SGI-Mitabu’s first utility scale solar power project in Indonesia, called the ‘One Solar Watt Per Person programme, requires financing of up to AUS 550 million, which will be structured in compliance with Shari’ah.
Mitabu Australia Director Dr M Rusydi confirmed that Sukuk had been employed to fund the programme, which treated it like an infrastructure project such as a toll road or water pipeline. “Many financiers view solar power as just a ‘green’ product. We see solar power as being the fastest way to deliver the crucial clean energy infrastructure needed in countries like Indonesia,” said Rusydi.

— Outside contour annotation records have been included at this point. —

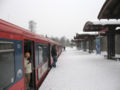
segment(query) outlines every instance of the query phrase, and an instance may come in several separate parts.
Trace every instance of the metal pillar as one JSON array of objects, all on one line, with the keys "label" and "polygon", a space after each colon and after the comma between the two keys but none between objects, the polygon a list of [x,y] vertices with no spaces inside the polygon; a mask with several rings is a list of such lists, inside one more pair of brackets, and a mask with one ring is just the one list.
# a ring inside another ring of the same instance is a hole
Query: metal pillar
[{"label": "metal pillar", "polygon": [[108,59],[115,56],[115,31],[113,29],[107,32],[107,54]]}]

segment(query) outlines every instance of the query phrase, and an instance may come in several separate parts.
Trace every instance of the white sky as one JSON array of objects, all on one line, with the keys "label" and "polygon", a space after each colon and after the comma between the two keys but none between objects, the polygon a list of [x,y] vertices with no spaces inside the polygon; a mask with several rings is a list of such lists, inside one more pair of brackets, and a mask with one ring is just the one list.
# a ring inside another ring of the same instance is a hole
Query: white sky
[{"label": "white sky", "polygon": [[36,32],[72,39],[82,32],[88,20],[96,20],[105,0],[0,0],[0,18],[28,29],[37,23]]}]

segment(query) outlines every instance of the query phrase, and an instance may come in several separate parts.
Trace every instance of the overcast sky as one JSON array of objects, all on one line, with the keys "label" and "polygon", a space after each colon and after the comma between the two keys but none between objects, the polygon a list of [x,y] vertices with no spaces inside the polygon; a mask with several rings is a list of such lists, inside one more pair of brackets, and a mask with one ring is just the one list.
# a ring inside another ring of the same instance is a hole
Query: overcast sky
[{"label": "overcast sky", "polygon": [[36,32],[72,39],[82,32],[88,20],[96,20],[105,0],[0,0],[0,18],[28,29],[37,23]]}]

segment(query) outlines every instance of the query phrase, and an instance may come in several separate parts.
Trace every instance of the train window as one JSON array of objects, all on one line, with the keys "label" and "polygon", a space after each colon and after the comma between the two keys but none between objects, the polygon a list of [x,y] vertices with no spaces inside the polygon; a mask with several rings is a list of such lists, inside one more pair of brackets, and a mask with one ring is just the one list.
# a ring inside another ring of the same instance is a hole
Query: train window
[{"label": "train window", "polygon": [[44,46],[43,47],[43,51],[44,51],[44,53],[43,53],[43,62],[46,62],[46,60],[48,59],[48,46]]},{"label": "train window", "polygon": [[48,46],[47,45],[40,45],[39,49],[39,65],[43,62],[46,62],[48,59]]},{"label": "train window", "polygon": [[41,46],[39,46],[38,49],[39,49],[39,64],[42,64],[42,62],[43,62],[43,49]]},{"label": "train window", "polygon": [[0,89],[14,82],[14,43],[0,41]]}]

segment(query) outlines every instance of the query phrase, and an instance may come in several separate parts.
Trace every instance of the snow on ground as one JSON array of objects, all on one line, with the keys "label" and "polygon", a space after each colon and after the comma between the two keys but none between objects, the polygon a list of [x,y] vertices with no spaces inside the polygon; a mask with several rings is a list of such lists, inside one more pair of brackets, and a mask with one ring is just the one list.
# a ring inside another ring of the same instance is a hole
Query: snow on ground
[{"label": "snow on ground", "polygon": [[67,48],[39,90],[120,90],[120,62]]}]

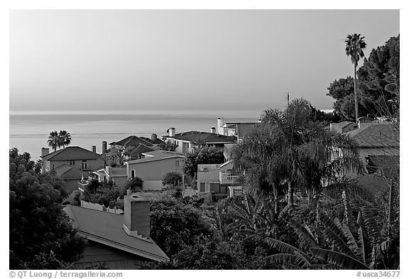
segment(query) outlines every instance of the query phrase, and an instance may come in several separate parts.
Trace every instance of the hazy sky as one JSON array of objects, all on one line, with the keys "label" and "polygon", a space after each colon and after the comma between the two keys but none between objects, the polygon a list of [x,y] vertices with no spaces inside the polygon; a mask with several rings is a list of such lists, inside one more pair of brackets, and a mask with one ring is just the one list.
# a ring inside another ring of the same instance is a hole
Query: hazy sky
[{"label": "hazy sky", "polygon": [[399,32],[398,10],[12,11],[10,110],[330,109],[346,36]]}]

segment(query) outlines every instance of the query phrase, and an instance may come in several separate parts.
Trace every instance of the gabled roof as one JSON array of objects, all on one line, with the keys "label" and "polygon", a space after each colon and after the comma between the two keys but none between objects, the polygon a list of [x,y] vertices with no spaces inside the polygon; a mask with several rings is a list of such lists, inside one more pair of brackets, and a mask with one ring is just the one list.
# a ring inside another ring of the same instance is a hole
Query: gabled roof
[{"label": "gabled roof", "polygon": [[80,146],[68,146],[42,156],[43,160],[61,161],[69,160],[96,160],[101,155]]},{"label": "gabled roof", "polygon": [[136,158],[138,158],[139,155],[141,155],[142,153],[151,152],[151,151],[154,151],[153,149],[151,148],[150,147],[146,146],[144,144],[140,144],[138,146],[138,147],[136,147],[135,149],[133,149],[132,151],[132,152],[131,152],[129,153],[129,155],[131,156],[131,158],[136,159]]},{"label": "gabled roof", "polygon": [[381,195],[389,189],[385,179],[376,175],[365,175],[356,178],[358,184],[376,197]]},{"label": "gabled roof", "polygon": [[175,134],[174,136],[168,136],[175,140],[190,141],[195,143],[234,143],[236,141],[235,136],[227,136],[209,132],[200,132],[191,131]]},{"label": "gabled roof", "polygon": [[87,171],[83,171],[77,168],[74,168],[66,164],[55,168],[51,171],[55,172],[57,175],[60,176],[64,179],[80,179],[82,177],[88,177]]},{"label": "gabled roof", "polygon": [[374,123],[347,134],[354,138],[359,147],[399,146],[399,129],[392,124]]},{"label": "gabled roof", "polygon": [[151,152],[143,153],[146,155],[146,158],[138,160],[132,160],[128,162],[125,162],[126,164],[132,165],[138,164],[141,163],[151,162],[159,160],[165,160],[171,158],[178,157],[181,158],[185,158],[185,155],[182,153],[179,153],[178,152],[166,151],[154,151]]},{"label": "gabled roof", "polygon": [[147,146],[152,146],[152,143],[139,138],[136,136],[129,136],[119,141],[112,142],[109,145],[122,146],[138,146],[140,144],[144,144]]},{"label": "gabled roof", "polygon": [[64,211],[73,220],[74,229],[89,240],[156,261],[169,260],[153,241],[126,234],[123,229],[124,215],[71,205]]},{"label": "gabled roof", "polygon": [[155,141],[152,140],[152,138],[146,138],[144,136],[140,136],[139,138],[142,138],[143,141],[146,141],[149,143],[152,143],[152,144],[161,144],[161,143],[163,143],[163,142],[164,142],[160,138],[156,138],[156,139]]},{"label": "gabled roof", "polygon": [[244,138],[257,123],[238,123],[236,125],[236,134],[239,138]]}]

An offshore-domiciled Sukuk has been slated for July to finance the first 50 MW of the project, which would mark Australia’s maiden issue. This will be followed by two more tranches which will be structured as either Sukuk or Islamic syndicated loans, Rusydi is quoted by Reuters as saying. The initial Sukuk will be domiciled in Labuan and is expected to be placed almost entirely with Malaysian investors.
The Sukuk would seek to pay between 6.5 per cent and 7.5 per cent returns, part of a hybrid funding plan incorporating several Islamic contracts. During the construction phase of the project, the Sukuk would follow an Istisna structure.
Solar panel projects an advantage due to their quick installation phase, helping income streams start in just a few months, Rusydi is quoted as saying. Once the plant is completed, a special purpose vehicle would be formed directing cashflow to Sukukholders using an Ijara structure. After 20 years the project would then reportedly follow a Musharaka structure.
The programme plans to deliver one watt of solar power for every man, woman and child in Indonesia – approximately 250,000,000 watts of clean, renewable solar power.
A Memorandum of Understanding (MOU) was signed by SGI-Mitabu with the Indonesian Ministry of Energy and Mineral Resources earlier this year to develop the 250 mega-watts (MW) of solar power projects across the country required for the programme.
“The massive solar installation and its first-of-a-kind design are set to be an iconic installation for Indonesia, acting as a tourist attraction and local employer. It’s expected that many locals will be employed during the construction phase and SGI-Mitabu are proud of their strong Corporate Social Responsibility agenda that’s been established to ensure a transfer of knowledge to the local community,” said a statement from the consortium.
The Solar Guys International Director Dane Muldoon was in Jakarta to make the funding announcement before flying to Bali for the international Conference of the Electric Power Supply Industry, where he said he looked forward to discussing bringing the “One Solar Watt Per Person” programme to other countries across Asia.
“We’re delighted to be partnering with the Indonesian Government to roll out the One Solar Watt Per Person program in Indonesia that will deliver clean, renewable solar power to this great country,” said Muldoon. “Our projects are all fully funded under a Power Purchase Agreement (PPA) model and every installation will either displace dirty and expensive fossil fuel power generation or bring reliable power to remote communities for the first time.”
SGI-Mitabu considers Indonesia an ideal country for these projects due to its excellent solar resources and support from the government. “There’s clearly a thirst for clean, low-cost solar power in Indonesia and we’re excited to get started in delivering it to their community,” said Muldoon.